Imagine sending an instruction through the joystick only to find out 12 minutes later that you've just sent your $60m Mars rover into a two-mile-deep Martian chasm.

“To overcome some of these issues, we created a new protocol we called Delay & Disruption-Tolerant Networking (DDTN) which we believed would offer ways around some of these communications problems,” Cerf explained.

Shortly thereafter, Cerf contacted his old friends at DARPA (Defense Advanced Research Projects Agency). He told them of his idea to create an interplanetary communications system and they sat up and took notice.

Of course they were motivated by a rather intense interest in the military, battlefield and tactical applications of such a communications technology; just as the internet held their attention for many of the same reasons.

DARPA funded the initial research into the InterPlaNet to the tune of approximately $500,000.

Cerf credits many people and initiatives for contributing to this development including The Center for Embedded Network Sensing at UCLA which is headed by Deborah Estrin a renowned figure in Silicon Valley networking circles; and some joint work done at UC Berkeley in cooperation with Intel.

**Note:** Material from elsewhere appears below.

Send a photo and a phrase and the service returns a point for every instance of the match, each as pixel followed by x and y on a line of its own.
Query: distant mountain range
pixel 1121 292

Meanwhile, Cerf and crew have been looking at more Earth-bound ways to generate solutions to cosmic complications; low satellite angles to connect, for instance. Even precipitation can cause a problem when connecting. “I've spent some time above the Arctic Circle recently,” Cerf reveals.

It turns out that the areas around the North Pole have good potential for addressing the low satellite angle issue (not to mention the “precipitation problem”) and provided a good test bed for Cerf.

“I was working with the Sami people, a group of indigenous reindeer herders in Lapland .”

Lapland extends from northern Norway to the Kola Peninsula in Russia . The Sami are nomadic people who are always on the move; consequently there are few Sami towns but rather communities which are highly-mobile. Estimated Sami population figures are: 25,000 in Norway , 17,000 in Sweden , 4,000 in Finland and 2,000 in Russia .

Working with the University of Lulea in northern Sweden , Cerf installs laptops with 802.11 capabilities on their snowmobiles. I had to chuckle at the image of the Samis cruising around the tundra with better, more consistent access to a connection than I enjoy in London .

“Testing on Earth,” Cerf avows, “is so important, before we send something out into space which cannot be modified later.” Good point.

So Cerf's InterPlaNet and DDTN protocol has now evolved into an integral part of the communications system for the International Space Station and the Space Shuttle while the orbiter system is in full-swing and rapidly expanding. “There will be three orbiters around Mars,” Cerf proudly exclaimed, “the last one just launched and will take seven to eight months to get there.”

In conclusion, what I thought was a pipe-dream several years ago has now turned into reality with the subsequent Mars missions by both NASA and now the European Space Agency dropping off the necessary IP hardware, software and antennae to begin to transmit data from Mars more expediently, more efficiently in terms of power consumption and more clearly in terms of interference.